Among other features missing from the spurious hockey stick are two previously well-documented aspects of our past climate: the MWP (Medieval Warm Period) around the year 1000, a time when warmer than normal conditions were reported in many parts of the world, and the cool period centered around 1650 known as the LIA (Little Ice Age).
But the IPCC report also excludes early Holocene warming by its statement “Warmest multi-century period in more than 100,000 years” in the figure above. That such warming took place is evidenced by numerous paleoclimate proxies such as tree rings, marine sediments, ice cores, boreholes and leaf fossils.
A 2009 research paper provides proxy evidence from Greenland ice cores of a period known as the Holocene Thermal Maximum that occurred from approximately 10,000 to 6,000 years ago. The researchers used the isotopic ratio of 18O to 16O, or δ18O, in ice cores from six different locations as a proxy for past surface temperatures in Greenland; the locations are indicated in the image on the left below.
The lower part of the image on the right shows the proxy temperature at two of the locations, Agassiz and Renland, over the period from the present back to 11,700 years ago. (Note that the time scale is reversed relative to the IPCC figure.) Of the six Greenland sites, only these two were suitable for analysis, because the ice cores were retrieved from icecap domes and were not influenced by ice flow that occurred at the other four sites. The existence of elevated temperatures during the Holocene Thermal Maximum is abundantly clear.

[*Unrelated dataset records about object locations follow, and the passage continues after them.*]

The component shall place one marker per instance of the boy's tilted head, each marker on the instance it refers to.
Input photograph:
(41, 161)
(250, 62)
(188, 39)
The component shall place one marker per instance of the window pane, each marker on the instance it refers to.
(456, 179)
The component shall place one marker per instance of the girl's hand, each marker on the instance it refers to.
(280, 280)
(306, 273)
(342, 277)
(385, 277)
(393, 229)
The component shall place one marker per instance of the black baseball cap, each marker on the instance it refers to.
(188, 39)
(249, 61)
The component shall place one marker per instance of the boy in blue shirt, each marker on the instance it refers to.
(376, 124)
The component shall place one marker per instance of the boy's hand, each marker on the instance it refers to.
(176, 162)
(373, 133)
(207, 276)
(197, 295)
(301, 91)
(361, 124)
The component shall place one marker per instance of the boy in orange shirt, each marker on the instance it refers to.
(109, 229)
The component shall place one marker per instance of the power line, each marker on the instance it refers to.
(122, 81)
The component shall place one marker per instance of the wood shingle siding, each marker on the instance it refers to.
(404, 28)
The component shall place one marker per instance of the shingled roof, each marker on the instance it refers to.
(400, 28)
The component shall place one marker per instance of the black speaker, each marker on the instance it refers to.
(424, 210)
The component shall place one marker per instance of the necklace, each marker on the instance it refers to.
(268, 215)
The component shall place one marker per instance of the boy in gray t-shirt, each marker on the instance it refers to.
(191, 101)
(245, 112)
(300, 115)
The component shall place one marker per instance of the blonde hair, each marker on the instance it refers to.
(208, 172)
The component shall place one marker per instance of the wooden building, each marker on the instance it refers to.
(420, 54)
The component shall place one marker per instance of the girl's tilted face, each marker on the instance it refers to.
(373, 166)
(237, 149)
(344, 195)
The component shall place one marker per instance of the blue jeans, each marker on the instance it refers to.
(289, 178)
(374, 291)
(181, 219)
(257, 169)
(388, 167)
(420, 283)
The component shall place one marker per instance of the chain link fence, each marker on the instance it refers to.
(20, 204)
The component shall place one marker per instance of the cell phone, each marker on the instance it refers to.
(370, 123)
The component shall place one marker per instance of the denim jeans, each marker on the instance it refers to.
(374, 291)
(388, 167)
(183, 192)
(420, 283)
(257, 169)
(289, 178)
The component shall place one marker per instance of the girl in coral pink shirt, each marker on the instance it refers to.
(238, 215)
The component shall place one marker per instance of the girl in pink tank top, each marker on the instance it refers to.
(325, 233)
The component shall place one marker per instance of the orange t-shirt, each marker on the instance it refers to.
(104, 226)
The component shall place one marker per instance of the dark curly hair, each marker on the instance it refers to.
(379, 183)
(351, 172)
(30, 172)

On the other side of the globe, further proxy evidence for the Holocene Thermal Maximum comes from marine sediment cores in Indonesia. A 2013 paper deduced that temperatures at both the sea surface and at intermediate depths in passages between the Pacific and Indian Oceans were higher during the early Holocene than in the past century.

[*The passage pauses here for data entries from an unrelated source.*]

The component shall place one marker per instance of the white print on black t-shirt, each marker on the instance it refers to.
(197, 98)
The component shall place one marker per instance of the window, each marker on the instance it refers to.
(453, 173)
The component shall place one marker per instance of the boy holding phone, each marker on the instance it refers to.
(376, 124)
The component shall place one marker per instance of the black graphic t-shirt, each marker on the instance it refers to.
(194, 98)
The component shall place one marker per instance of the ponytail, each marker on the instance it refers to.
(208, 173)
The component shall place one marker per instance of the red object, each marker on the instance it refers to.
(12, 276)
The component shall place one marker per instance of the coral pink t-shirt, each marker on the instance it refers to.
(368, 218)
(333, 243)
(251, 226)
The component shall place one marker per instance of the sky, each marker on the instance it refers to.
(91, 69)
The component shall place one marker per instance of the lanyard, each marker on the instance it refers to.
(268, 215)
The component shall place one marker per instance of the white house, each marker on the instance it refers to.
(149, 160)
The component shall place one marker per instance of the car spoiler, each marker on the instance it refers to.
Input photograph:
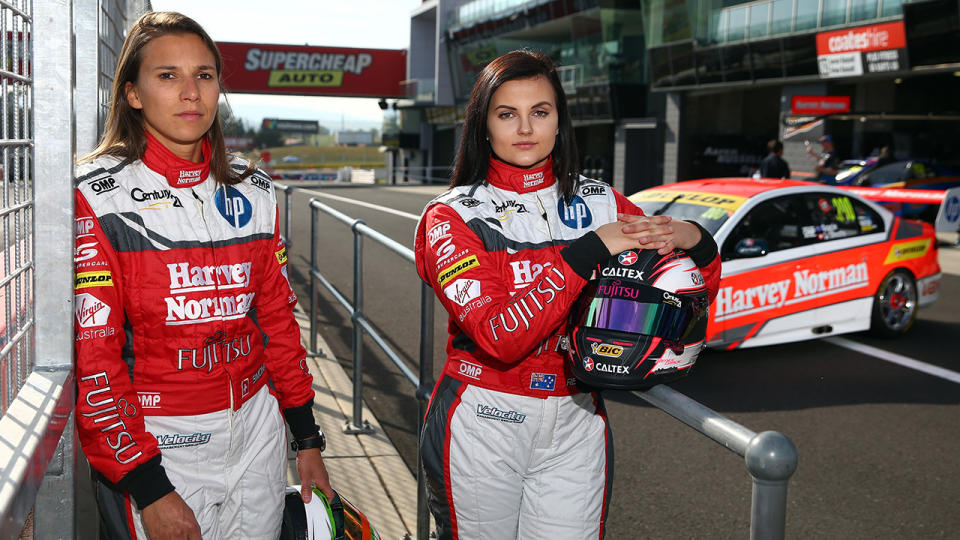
(948, 217)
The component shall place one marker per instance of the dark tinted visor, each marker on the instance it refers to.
(649, 319)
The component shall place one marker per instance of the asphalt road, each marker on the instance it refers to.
(877, 441)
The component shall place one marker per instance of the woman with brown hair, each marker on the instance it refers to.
(184, 310)
(511, 447)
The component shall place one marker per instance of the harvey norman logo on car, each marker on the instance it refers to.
(803, 285)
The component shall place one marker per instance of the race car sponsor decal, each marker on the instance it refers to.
(543, 381)
(233, 206)
(717, 200)
(469, 369)
(520, 310)
(105, 413)
(456, 269)
(179, 440)
(575, 215)
(462, 291)
(904, 251)
(90, 310)
(93, 279)
(804, 285)
(525, 272)
(492, 413)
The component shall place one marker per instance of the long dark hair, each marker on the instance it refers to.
(473, 154)
(123, 134)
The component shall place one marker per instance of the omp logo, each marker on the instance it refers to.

The proxy in this case was the ratio of magnesium to calcium in the sediment cores, which is a measure of the seawater temperature at the time the sediment was deposited; a timeline can be established by radiocarbon dating. Temperatures dating back 16,000 years derived from well-dated sediment cores in several locations are depicted in the next figure. Part A denotes sea surface temperatures, while part B denotes sub-surface temperatures at the thermocline that divides warmer surface water from cooler water below.
Again, it can be seen that temperatures were higher during the Holocene Thermal Maximum than at present, more so at depth than at the surface. The magnitude of the Maximum relative to the 1850-80 mean was estimated to be 2.2 degrees Celsius (4.0 degrees Fahrenheit) and 1.5 degrees Celsius (2.7 degrees Fahrenheit) at depth and the surface, respectively.
Both the Greenland and Indonesian (Makassar Strait at 500 meters depth) proxy temperature data during the Holocene are displayed together in the figure below, compiled by petrophysicist Andy May. You can see that both datasets are closely matched and that the Holocene Thermal Maximum (Climatic Optimum) was more than 1 degree Celsius (1.8 degrees Fahrenheit) warmer than today.
Likewise, sea surface temperatures near the southern Australian coast are estimated to have been as much as 4.0 degrees Celsius (7.2 degrees Fahrenheit) higher during the mid-Holocene than today. This was deduced from δ18O and radiocarbon measurements in mollusc fossils, which were reported in a recent paper by Australian scientists.
It could be argued that all of the assertions I’ve made here rely on proxy, not actual data. But so does the shaft of the hockey stick. Reliable global instrumental measurements of temperature and other climate variables date back only about 150 years.